# ABX - ABx Group



## Joe Blow (5 June 2010)

Australian Bauxite Limited (ABZ) is an exploration company that holds the core of the Eastern Australian Bauxite Province with 26 tenements in Queensland, NSW, Victoria and Tasmania covering over 6,500 km².

http://www.australianbauxite.com.au


----------



## springhill (25 July 2012)

*Re: ABZ - Australian Bauxite*

*Goulburn–Taralga Bauxite Resource up by 50% – 38 Million Tonnes*
• 37.9 million tonnes of thick, gibbsite-rich bauxite resources at Taralga, southern NSW
• Pre-feasibility studies expanded for Goulburn Bauxite Project due to thick bauxite discovered in February-March 2012. This resource upgrade includes the first thick zone.
• Based on 890 drill holes into less than two-thirds of the identified bauxite target areas at Taralga only
• 53% of total identified bauxite resources is DSO grade
• Pre Feasibility Study Metallurgical Tests confirmed that the remaining 47% of total identified bauxite resources, called PDM-DSO bauxite, contains dense, hard, magnetic emery nodules that are easily recovered by gravity screening for sale, leaving the remaining 70% light fraction as DSO grade bauxite
• The thick bauxite discovered in February-March 2012 is being explored along strike. A new record true thickness of 38 metres of continuous bauxite was intersected in hole TG707. Other thick zones were identified and drilled deeper for this resource upgrade

*Binjour Bauxite Resource Increased 46% to 24.5 Million Tonnes*
Company resources grow to 106 million tonnes
• 24.5 million tonnes of thick, gibbsite-rich bauxite resources at Binjour, central QLD
• Based on 517 drill holes into less than 25% of the identified bauxite layer
• Huge bauxite mineralisation - indentified bauxite layer extends over entire 44 square kilometre Binjour Plateau

*Metallurgical Results Encouraging: Silica Gel Removal to Expand DSO Bauxite Resources*
In the last 6 months, preliminary metallurgical tests have been conducted by a clay processing engineer who found that the silica gel substance was easily removed by a simple, low-cost washing procedure that may become a proprietary technology. The gel is soft and only loosely adhered to the bauxite, which allows for easy liberation when washed, leaving a recovered bauxite that is low-silica, high alumina DSO Grade Bauxite.
Work is continuing to develop a standard sample preparation protocol for future analysis of the silica gel-bearing bauxite samples by commercial laboratories so that large tracts of the bauxite layer can be included in future resource estimations.

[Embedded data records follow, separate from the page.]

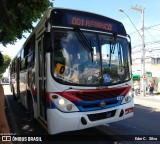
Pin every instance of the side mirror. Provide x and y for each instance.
(47, 42)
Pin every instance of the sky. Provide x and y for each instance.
(110, 8)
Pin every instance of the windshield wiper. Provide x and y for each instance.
(112, 44)
(83, 40)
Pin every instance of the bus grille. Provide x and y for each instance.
(100, 95)
(100, 116)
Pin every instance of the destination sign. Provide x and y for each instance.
(86, 20)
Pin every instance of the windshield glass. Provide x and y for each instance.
(88, 58)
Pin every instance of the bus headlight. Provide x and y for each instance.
(128, 97)
(63, 104)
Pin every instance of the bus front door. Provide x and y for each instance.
(41, 81)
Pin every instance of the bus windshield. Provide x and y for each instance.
(87, 58)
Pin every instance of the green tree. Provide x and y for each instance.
(6, 63)
(17, 17)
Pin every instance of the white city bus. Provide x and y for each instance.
(74, 71)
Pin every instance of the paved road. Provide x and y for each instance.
(144, 124)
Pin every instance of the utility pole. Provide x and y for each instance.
(143, 73)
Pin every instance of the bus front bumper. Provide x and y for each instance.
(62, 122)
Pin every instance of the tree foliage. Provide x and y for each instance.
(6, 63)
(17, 16)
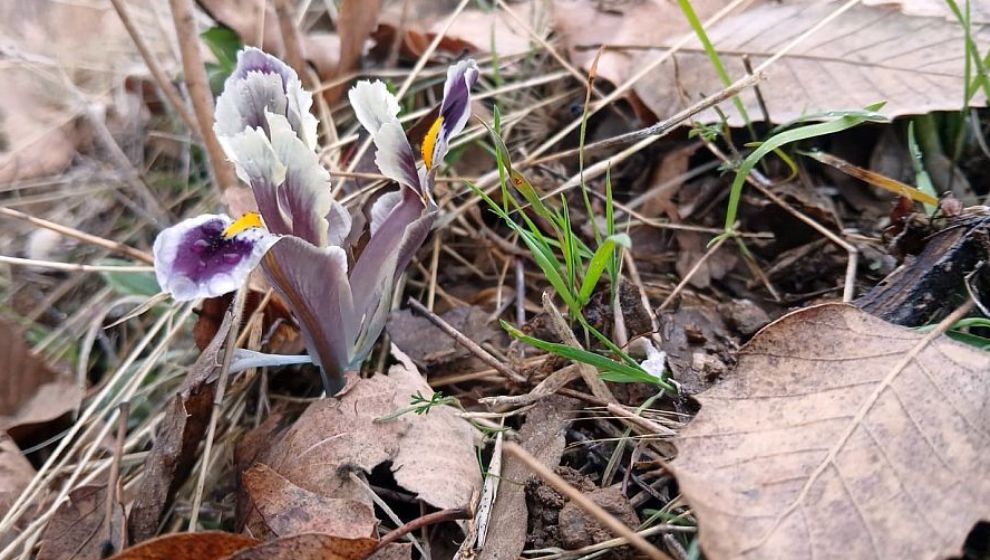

*JORC Compliant Resource Statements*
The following are Joint Ore Reserve Code (“JORC”)-compliant Public Reports released to the ASX declaring the JORC resources referred to.
08/05/2012 ASX Inverell JORC Resource Update, 38.0 Million Tonnes
30/05/2012 ASX Taralga Bauxite Resource Increased 50% to 37.9 Million Tonnes
15/08/2011 ASX Maiden Guyra Resource, 6.0 Million Tonnes
29/07/2012 ASX Binjour Maiden Resource, 24.5 Million Tonnes


----------



## System (4 July 2014)

On July 4th, 2014, Australian Bauxite Limited changed its ASX code from ABZ to ABX.


----------



## piggybank (3 October 2014)

Trading halt called for today - http://www.stocknessmonster.com/news-item?S=ABX&E=ASX&N=821432


----------



## Dona Ferentes (9 February 2021)

from mid 2017


> ABX appears to be planning to enter the lithium ion battery market with "new technology" to produce Aluminium Fluoride, according to PR and roadshow presentation





> QUOTE " Ian Levy will be providing an overview on the development of bauxite beneficiation and refining technology to produce Aluminium Fluoride used in aluminium production and in lithium ion batteries, as reported briefly in the June Quarterly Report released on 28 July 2017. A patent application was lodged on 5 June 2017."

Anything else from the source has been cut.